In 1906 Davis’s 11 acres (4.45 hectares) in Beecroft were bought by John Fearnley, who had been in the shipping business since his arrival in Australia in 1880, aged 19. In WW1 he served as District Naval Officer in Newcastle. He extended the existing cottage on the land into the large house he named Rivington. It is seen today facing into the park, with its rear to Cardinal Avenue. From 1929 it was leased and in the 1930s served as a ‘convalescent home’. After WW11 the Fearnley family decided to subdivide the land, but Hornsby Council requested that the creek be piped before the sale went ahead. Unwilling to undertake this cost, the Fearnleys donated 4 ½ acres (1.8 hectares) for the park we see today, the rest becoming home sites fronting onto Hannah Street, Chapman Avenue and Cardinal Avenue.
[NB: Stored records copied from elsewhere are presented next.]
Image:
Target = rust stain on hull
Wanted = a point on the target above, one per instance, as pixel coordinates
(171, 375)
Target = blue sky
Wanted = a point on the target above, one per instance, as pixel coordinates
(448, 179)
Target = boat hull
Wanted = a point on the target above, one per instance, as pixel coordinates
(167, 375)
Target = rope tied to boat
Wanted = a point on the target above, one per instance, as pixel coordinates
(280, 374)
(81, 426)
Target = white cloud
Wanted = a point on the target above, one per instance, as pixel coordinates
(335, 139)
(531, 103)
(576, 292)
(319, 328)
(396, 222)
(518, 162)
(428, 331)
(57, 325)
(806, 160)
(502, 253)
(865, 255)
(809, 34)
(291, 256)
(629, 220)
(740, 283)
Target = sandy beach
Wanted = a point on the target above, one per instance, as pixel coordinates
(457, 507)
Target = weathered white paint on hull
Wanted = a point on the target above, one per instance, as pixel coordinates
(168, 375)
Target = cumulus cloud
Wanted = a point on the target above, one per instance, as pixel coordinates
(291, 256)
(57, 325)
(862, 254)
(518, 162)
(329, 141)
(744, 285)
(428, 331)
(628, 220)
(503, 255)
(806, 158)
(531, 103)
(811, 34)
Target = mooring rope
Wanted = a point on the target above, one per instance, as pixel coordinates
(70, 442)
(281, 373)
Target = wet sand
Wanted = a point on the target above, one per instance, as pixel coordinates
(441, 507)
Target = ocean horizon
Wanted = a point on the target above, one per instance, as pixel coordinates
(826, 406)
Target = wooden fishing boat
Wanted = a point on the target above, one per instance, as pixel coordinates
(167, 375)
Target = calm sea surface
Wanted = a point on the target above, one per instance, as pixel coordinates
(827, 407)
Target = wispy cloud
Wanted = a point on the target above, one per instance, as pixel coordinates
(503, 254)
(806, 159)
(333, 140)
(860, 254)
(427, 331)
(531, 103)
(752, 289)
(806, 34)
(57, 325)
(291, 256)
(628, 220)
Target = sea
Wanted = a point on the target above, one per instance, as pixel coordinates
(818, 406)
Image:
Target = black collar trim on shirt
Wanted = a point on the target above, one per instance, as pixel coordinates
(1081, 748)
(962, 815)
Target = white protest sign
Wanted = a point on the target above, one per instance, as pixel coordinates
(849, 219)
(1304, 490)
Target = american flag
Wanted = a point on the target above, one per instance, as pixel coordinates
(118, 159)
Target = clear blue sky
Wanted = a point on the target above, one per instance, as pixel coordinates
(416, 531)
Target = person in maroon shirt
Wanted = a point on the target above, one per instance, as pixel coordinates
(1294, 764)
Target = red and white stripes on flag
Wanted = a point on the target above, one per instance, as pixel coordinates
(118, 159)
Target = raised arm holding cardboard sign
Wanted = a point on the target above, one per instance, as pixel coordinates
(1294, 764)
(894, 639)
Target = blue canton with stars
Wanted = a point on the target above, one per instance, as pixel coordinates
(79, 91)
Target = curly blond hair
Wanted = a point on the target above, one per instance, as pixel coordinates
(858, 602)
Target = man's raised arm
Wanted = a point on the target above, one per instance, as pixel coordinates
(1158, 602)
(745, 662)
During the 1930s depression, as was common at the time, homeless persons camped in the area, attracted by the easy access to water from the creek. One was an Aboriginal woman. Another was ‘a perfect gentleman’ named Syd, who lived in a hessian-lined tent and specialised in making wire baskets, a trade then taught to prisoners. Syd made a living busking on the Manly ferries and doing some gardening for Beecroft families. Alf Bonner lived in a shack constructed from hammered-out kerosene tins, where the playground is now sited. Feeling threatened by the approaching sub-division, he swallowed a dose of cyanide, having handed a note to a nearby neighbour, Mr Alan Whatmore, who owned Hadley Lodge (built 1939 and now demolished) at 78 Hannah Street. Police found two bankbooks in his shack that revealed he had considerable savings.

Residents have recalled another occurrence in the park in 1961. Alan Whatmore persuaded Gladys Moncrieff, described as Australia’s ‘best-loved singer’, to visit the park. He organised a ceremony attended by the Shire President, Max Ruddock, and local MLA Eric Hearnshaw. She sang for the assembled residents. Her visit was commemorated by a plaque on a seat placed in a site overlooking Devlins Creek – a replacement seat is still there.

In 1987 Hornsby Council undertook one of it first regeneration projects in the park, clearing privet along the small tributary creek and replanting with native trees, including Blue Gums, She Oaks and Coachwoods. From 2005, following the declaration of Sydney Blue Gum Forest as an endangered ecological community, Council began funding an ongoing regeneration project carried out by both contractors and an active volunteer group. It is now a wonderful combination of healthy native vegetation and recreation areas.